In the "news" reporting, company-affiliated products and news get extensive coverage. To the right is a banner to "support ENWorld", the *only* banner I can't minimize. I just want to see the *true* site news there - articles, reviews, posts... news from the ENWorld community, not the ENWorld buisness. "Site" news are all about what new products the site now carries. New reviews contain links to purchase from the company store. Press releases contain links to purchase only through the site.

Given all this, I seriously suggest changing the site's address to ".com". It is no longer a non-profit community, it is a company site.

I admit I don't particularly like ENWorld as a buisness. Perhaps this is why all of this is leaving a bitter taste in my mouth.


----------



## Umbran (Oct 26, 2005)

Yair said:
			
		

> ENWorld has gradually shifted over the past few years from being a fan-run news and community site to a support base for the ENWorld Store, EN Publishing, and recently - the ENGameStore. As near as I can tell, the only thing that now sets it apart from a company's website is the vibrant messageboards community leftover from its past days.




Well, there's another thing that sets it apart - as I understand it, the owners aren't making a business of this.  A while back, Morrus tried that, and decided to stop.  He's made no announcement that he's changed that policy.  It isn't like a place with this much traffic comes cheap, and if the proceeds go to supporting the site, I see no problem.  Is it not better to have the place be self-sustaining, rather than requiring huge fund-raising drives? 



> In the "news" reporting, company-affiliated products and news get extensive coverage. To the right is a banner to "support ENWorld", the *only* banner I can't minimize. I just want to see the *true* site news there - articles, reviews, posts... news from the ENWorld community, not the ENWorld buisness.




This may be a fair complaint.  But a product is a product,.  Sure, company affiliated products get a lot of coverage.  But don't non-affiliated products also get a lot of coverage?  Do you have a measure of the affiliated products getting disproportionately more coverage? 



> "Site" news are all about what new products the site now carries. New reviews contain links to purchase from the company store. Press releases contain links to purchase only through the site.




Links are a problem?  There's a problem in making it easy for gamers to find and aquire gaming materials?
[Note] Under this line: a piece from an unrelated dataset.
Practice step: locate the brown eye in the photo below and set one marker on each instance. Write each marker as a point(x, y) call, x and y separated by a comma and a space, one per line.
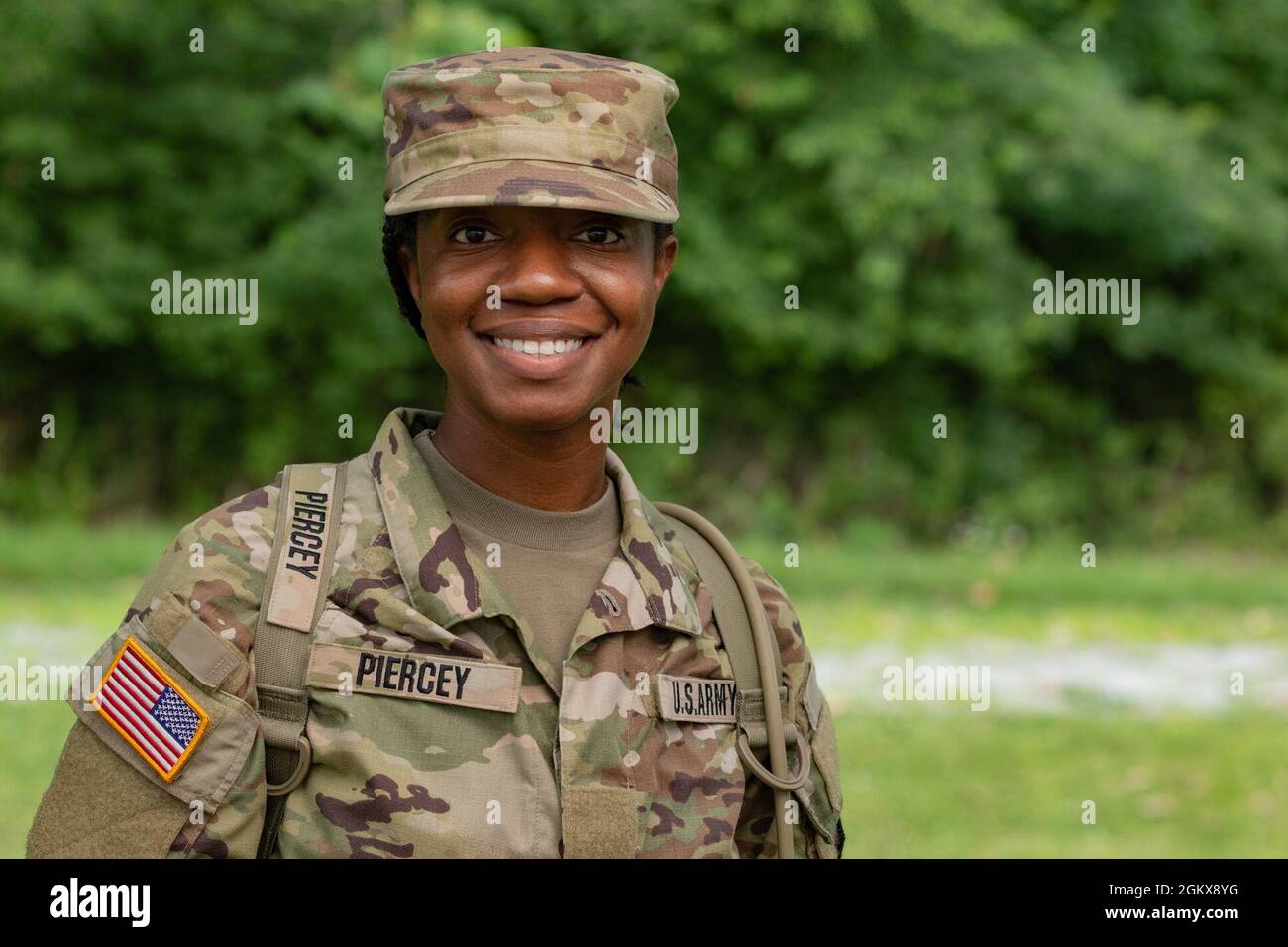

> Given all this, I seriously suggest changing the site's address to ".com". It is no longer a non-profit community, it is a company site.




Unless you can verify where the money is going, you are in no position to make that accusation.  Selling and profit are not synonymous.


----------



## Henry (Oct 26, 2005)

Actually, I thought the old ".com" ".net" ".org" classifications no longer apply, and haven't for about five years now, have they? network solutions dropped that policy, unless I was misinformed, or they don't enforce it in any way.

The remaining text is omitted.